Oppression is in the eye of the beholder. One man's terrorist is another man's freedom fighter. My point is that all the cases I cited, a vastly inferior force successfully resisted what they viewed as oppression by a vastly superior force. Thus the idea that it is impossible to resist a modern military force is incorrect.
It should be noted that in all the cases you cited, the fighters were armed with more than just normal guns that are available to civilians. Afgans fighting against USSR were equipped by Stingers for example. And each case you cited was a case of outside force attacking the country (USA in Iraq, USSR if Afganistan etc.). What we are talking about is citizens rising up against corrupt government. That is not what happened in Afganistan, but it IS what happened in the communist regimes in Europe.

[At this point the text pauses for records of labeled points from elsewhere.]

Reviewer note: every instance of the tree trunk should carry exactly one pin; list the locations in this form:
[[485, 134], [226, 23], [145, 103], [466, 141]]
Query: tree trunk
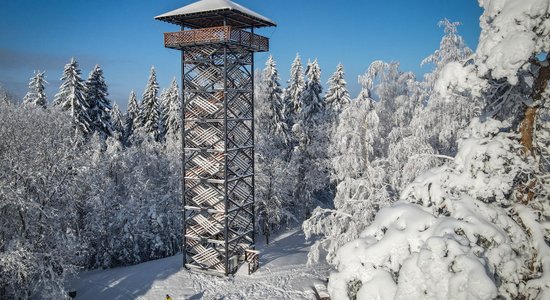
[[527, 125]]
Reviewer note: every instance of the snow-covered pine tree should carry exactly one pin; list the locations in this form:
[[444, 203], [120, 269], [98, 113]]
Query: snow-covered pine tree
[[337, 95], [36, 95], [442, 120], [310, 155], [149, 114], [293, 92], [272, 185], [484, 214], [163, 107], [71, 98], [172, 111], [131, 120], [360, 185], [117, 121], [98, 103], [311, 100]]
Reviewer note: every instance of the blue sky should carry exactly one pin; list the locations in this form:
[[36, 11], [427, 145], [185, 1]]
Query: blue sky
[[124, 39]]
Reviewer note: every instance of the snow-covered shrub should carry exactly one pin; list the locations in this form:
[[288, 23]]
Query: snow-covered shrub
[[455, 233]]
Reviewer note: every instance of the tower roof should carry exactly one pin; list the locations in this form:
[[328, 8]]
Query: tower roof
[[211, 13]]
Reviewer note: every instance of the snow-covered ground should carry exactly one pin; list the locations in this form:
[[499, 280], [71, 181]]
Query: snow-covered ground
[[283, 274]]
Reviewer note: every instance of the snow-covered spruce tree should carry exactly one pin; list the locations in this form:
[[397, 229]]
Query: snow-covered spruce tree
[[172, 112], [360, 187], [293, 92], [37, 196], [482, 216], [163, 107], [117, 121], [310, 155], [337, 95], [71, 98], [454, 223], [131, 119], [149, 114], [442, 121], [36, 95], [131, 212], [273, 187], [98, 103]]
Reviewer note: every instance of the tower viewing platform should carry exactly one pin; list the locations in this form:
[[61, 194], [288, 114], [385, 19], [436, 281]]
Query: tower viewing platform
[[221, 34]]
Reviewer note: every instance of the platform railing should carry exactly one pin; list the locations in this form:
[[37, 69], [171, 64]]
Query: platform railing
[[221, 34]]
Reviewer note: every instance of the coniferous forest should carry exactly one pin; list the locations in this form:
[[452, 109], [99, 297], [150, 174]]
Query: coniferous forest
[[425, 187]]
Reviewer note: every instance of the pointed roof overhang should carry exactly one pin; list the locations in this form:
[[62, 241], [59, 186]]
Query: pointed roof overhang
[[211, 13]]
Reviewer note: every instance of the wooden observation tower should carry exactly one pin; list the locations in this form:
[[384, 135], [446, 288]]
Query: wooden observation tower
[[217, 44]]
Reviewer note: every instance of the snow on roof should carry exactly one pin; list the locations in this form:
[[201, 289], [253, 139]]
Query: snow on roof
[[189, 15]]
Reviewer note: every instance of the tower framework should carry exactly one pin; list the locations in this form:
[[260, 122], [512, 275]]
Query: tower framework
[[218, 130]]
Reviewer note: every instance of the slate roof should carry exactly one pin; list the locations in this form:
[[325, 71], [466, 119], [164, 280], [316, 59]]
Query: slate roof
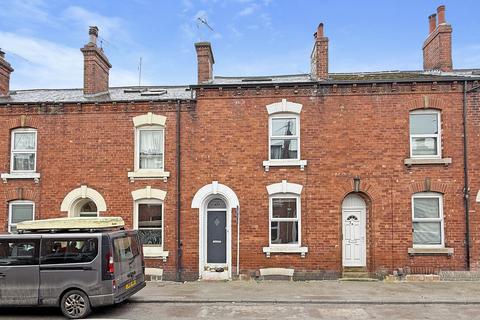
[[114, 94], [159, 93], [352, 77]]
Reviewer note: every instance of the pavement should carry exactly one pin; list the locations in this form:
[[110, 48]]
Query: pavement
[[311, 292]]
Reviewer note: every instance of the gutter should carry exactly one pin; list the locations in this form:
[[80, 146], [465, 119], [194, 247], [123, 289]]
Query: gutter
[[328, 82], [179, 240]]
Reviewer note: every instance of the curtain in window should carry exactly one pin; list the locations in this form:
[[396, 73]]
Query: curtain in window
[[24, 141], [151, 149], [426, 208], [23, 161], [427, 233], [150, 223], [22, 212]]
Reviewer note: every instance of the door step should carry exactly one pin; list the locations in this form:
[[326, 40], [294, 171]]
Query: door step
[[355, 273]]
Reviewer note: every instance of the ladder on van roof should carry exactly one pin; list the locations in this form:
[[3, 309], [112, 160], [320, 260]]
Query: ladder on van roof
[[72, 224]]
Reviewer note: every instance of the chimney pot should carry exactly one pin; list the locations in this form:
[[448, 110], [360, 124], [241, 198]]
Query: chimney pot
[[205, 62], [96, 67], [320, 30], [437, 48], [5, 71], [319, 57], [432, 23], [93, 33], [441, 15]]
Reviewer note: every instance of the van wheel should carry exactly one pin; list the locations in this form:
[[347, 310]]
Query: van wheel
[[75, 304]]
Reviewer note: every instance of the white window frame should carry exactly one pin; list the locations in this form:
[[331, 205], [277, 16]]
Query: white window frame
[[135, 220], [13, 151], [438, 136], [293, 137], [297, 219], [10, 211], [137, 148], [440, 219]]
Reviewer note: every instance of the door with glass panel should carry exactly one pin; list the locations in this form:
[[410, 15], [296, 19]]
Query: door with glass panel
[[216, 232]]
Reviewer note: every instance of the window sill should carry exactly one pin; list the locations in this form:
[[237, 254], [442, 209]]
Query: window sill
[[285, 249], [148, 174], [23, 175], [430, 251], [155, 253], [284, 163], [419, 161]]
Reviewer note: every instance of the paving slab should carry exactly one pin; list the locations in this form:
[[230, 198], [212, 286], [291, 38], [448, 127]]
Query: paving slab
[[315, 292]]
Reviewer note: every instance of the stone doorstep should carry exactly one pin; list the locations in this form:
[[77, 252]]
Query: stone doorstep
[[154, 274], [276, 274], [414, 278]]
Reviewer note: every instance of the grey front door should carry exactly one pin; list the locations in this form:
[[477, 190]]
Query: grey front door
[[216, 237]]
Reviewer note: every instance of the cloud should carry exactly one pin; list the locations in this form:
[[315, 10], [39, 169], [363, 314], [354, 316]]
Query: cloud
[[111, 28], [187, 5], [248, 10], [40, 63], [32, 10]]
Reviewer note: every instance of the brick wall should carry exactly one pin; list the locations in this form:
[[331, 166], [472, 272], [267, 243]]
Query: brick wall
[[89, 145], [353, 132]]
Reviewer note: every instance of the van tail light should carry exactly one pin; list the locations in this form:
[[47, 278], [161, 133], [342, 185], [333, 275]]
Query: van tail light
[[110, 264]]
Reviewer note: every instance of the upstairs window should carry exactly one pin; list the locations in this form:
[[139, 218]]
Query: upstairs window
[[427, 211], [425, 137], [20, 211], [23, 150], [284, 137], [150, 147]]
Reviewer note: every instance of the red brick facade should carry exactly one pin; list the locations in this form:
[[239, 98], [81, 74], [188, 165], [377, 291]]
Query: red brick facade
[[354, 135]]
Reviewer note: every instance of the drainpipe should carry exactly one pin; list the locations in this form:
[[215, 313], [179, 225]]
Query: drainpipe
[[179, 240], [238, 241], [466, 188]]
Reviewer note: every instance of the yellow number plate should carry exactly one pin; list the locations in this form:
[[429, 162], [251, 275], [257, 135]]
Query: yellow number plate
[[131, 284]]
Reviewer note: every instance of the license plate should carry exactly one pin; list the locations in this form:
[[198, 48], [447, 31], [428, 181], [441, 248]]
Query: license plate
[[130, 284]]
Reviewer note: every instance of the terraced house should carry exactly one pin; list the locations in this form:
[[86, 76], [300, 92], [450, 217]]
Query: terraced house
[[318, 174]]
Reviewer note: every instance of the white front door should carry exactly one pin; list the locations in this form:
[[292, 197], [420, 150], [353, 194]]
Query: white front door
[[354, 244]]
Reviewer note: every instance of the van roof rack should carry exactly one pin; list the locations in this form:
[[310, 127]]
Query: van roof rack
[[72, 224]]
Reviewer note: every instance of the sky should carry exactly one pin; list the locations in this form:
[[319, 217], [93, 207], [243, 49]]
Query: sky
[[42, 38]]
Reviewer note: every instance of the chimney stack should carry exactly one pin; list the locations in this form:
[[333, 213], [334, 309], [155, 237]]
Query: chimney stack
[[319, 57], [432, 23], [96, 66], [205, 62], [441, 15], [437, 48], [5, 71]]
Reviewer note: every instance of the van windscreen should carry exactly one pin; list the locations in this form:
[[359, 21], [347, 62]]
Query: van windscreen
[[125, 248]]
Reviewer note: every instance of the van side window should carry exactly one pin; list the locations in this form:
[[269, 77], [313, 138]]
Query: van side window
[[56, 251], [125, 248], [18, 252]]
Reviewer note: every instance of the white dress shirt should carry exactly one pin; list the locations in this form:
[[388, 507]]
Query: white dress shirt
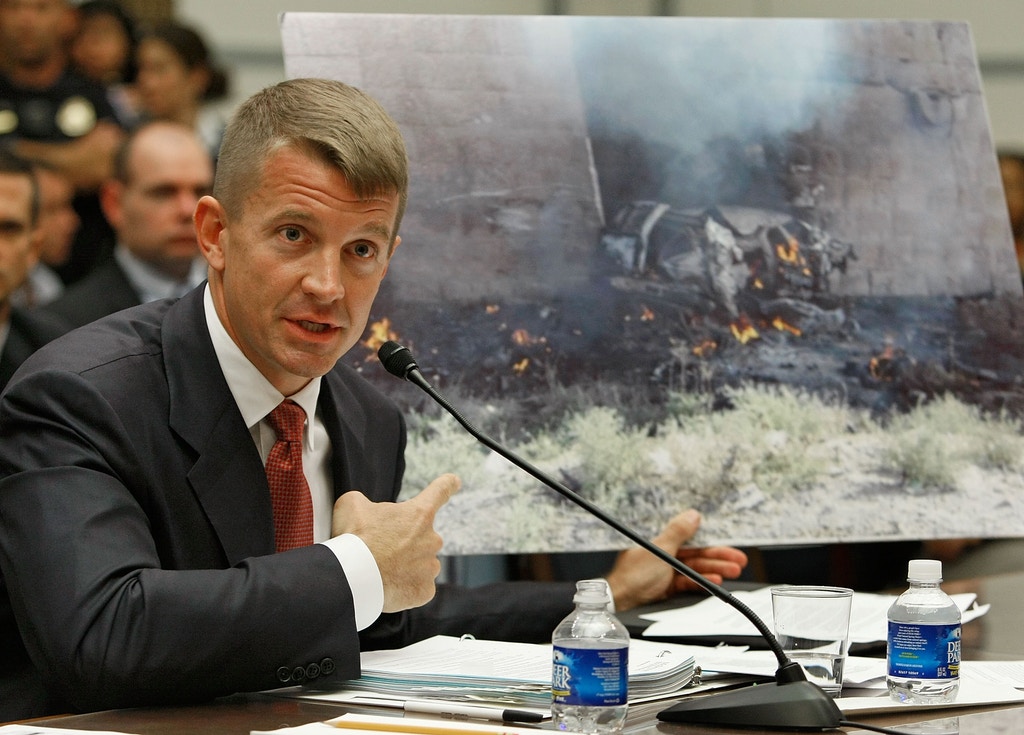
[[256, 398]]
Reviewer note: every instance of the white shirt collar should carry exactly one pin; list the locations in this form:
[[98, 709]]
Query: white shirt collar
[[4, 333], [253, 393], [152, 284]]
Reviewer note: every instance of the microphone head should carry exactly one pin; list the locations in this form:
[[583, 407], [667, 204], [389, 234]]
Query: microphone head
[[396, 359]]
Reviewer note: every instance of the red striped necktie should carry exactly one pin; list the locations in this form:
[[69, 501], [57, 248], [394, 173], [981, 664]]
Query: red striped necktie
[[293, 506]]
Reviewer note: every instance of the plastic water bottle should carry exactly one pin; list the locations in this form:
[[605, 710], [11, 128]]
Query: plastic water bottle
[[590, 666], [924, 644]]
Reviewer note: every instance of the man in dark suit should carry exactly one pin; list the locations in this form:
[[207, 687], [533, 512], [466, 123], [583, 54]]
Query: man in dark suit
[[22, 333], [160, 172], [140, 539]]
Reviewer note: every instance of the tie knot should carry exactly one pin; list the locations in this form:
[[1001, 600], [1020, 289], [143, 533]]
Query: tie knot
[[287, 421]]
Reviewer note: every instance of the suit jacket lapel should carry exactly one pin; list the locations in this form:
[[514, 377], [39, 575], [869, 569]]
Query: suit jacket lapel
[[227, 476], [345, 422]]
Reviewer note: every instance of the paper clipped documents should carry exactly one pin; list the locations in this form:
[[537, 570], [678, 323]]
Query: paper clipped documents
[[712, 617], [515, 675]]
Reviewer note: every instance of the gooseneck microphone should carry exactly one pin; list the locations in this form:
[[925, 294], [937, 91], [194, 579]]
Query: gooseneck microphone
[[790, 702]]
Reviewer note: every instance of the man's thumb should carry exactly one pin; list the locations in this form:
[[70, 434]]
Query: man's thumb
[[440, 490], [679, 529]]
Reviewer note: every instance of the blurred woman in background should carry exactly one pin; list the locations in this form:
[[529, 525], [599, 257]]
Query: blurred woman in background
[[103, 49], [177, 79]]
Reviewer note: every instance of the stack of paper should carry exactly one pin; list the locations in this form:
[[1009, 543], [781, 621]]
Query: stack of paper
[[515, 675], [714, 618]]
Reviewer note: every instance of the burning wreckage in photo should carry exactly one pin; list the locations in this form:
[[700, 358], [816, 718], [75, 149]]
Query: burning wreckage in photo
[[727, 262]]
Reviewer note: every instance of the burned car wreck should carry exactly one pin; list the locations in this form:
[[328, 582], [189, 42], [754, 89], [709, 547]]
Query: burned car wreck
[[723, 261]]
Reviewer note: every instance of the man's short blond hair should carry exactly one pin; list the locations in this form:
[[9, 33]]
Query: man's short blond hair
[[339, 123]]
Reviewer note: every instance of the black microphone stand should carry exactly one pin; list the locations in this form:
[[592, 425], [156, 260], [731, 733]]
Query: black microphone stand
[[791, 702]]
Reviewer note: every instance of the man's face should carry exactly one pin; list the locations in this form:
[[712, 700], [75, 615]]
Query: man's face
[[152, 213], [17, 248], [33, 31], [57, 219], [295, 273]]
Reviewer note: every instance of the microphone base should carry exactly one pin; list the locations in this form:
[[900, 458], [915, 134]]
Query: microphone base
[[795, 705]]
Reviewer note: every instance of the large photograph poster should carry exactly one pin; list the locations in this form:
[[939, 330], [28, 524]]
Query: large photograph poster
[[761, 267]]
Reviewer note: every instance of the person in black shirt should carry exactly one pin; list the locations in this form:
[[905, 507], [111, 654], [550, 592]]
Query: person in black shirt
[[51, 115]]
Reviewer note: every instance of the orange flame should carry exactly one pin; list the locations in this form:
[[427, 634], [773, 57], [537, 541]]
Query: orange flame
[[706, 347], [380, 332], [743, 331], [779, 323], [879, 365]]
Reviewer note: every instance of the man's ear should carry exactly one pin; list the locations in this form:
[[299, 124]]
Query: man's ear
[[211, 230]]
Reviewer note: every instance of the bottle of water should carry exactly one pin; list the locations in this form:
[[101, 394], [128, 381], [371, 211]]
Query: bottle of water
[[590, 666], [924, 644]]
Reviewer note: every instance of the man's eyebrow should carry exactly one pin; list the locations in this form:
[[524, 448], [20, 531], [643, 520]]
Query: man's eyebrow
[[380, 228]]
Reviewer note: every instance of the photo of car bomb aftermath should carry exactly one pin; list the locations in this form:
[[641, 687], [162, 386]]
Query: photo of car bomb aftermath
[[761, 267]]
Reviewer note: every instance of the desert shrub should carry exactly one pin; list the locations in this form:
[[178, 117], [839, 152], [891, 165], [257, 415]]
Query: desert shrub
[[931, 444]]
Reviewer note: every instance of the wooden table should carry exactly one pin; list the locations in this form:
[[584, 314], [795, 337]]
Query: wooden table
[[995, 636]]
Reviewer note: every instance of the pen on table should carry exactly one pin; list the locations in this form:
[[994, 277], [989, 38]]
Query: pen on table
[[471, 711], [418, 728], [453, 710]]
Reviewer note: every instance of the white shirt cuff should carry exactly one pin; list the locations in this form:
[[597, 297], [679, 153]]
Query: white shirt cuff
[[364, 577]]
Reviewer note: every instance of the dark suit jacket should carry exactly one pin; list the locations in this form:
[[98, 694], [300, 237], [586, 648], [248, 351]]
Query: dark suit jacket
[[136, 541], [102, 292], [29, 332]]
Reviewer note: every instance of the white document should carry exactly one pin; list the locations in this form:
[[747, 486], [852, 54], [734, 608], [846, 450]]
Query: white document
[[496, 673], [981, 683], [712, 617]]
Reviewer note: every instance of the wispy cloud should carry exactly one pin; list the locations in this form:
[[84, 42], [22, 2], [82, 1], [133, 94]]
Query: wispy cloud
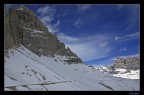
[[83, 7], [47, 10], [78, 23], [87, 48], [120, 6], [128, 37], [133, 17], [123, 49], [47, 15]]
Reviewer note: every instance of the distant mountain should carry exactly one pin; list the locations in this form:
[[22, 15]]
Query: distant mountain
[[21, 26], [35, 60]]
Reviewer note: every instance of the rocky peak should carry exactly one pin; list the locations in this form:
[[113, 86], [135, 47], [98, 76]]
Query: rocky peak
[[23, 27]]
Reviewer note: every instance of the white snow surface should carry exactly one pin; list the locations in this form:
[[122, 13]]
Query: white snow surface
[[24, 70], [132, 75]]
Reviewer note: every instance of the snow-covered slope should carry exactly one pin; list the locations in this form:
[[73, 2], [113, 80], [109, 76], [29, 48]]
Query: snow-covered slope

If number of guns ensures free and corruption-free government, then number of guns should correlate with lower corruption and god governance. Is that the case? The list is here:
http://en.wikipedia.org/wiki/List_of_countries_by_gun_ownership
So, let's compare USA and Finland. USA has almost three times as many guns per capita as Finland does. So, if guns ensure good governance, freedom from corruption and all sorts of other good things, how do those two countries compare? Since the difference in gun-ownership is so huge, the differences should be obvious. Is US Government less corrupted than the Finnish one? Are Finns less free than Americans are?
Or what if we compare.... Yemen with Germany. Is there more freedom and less corruption in Yemen than there is in Germany, since it has a lot more guns? Wikipedia says this about Yemen:
"The government and its security forces, often considered to suffer from rampant corruption, have been responsible for torture, inhumane treatment and extrajudicial executions. There are arbitrary arrests of citizens, especially in the south, as well as arbitrary searches of homes. Prolonged pretrial detention is a serious problem, and judicial corruption, inefficiency, and executive interference undermine due process. Freedom of speech, the press and religion are all restricted."
How can that be, if guns ensure freedom?
And that's wonderful! Hooray for them! Would that everyone be able to effect change nonviolently. Firearms are the recourse for when that proves impossible.
If they managed to do that in Stasi-controlled East-Germany, and in former USSR, it could be done just about everywhere.
And as I showed, there is no correlation between gun-ownership and freedom.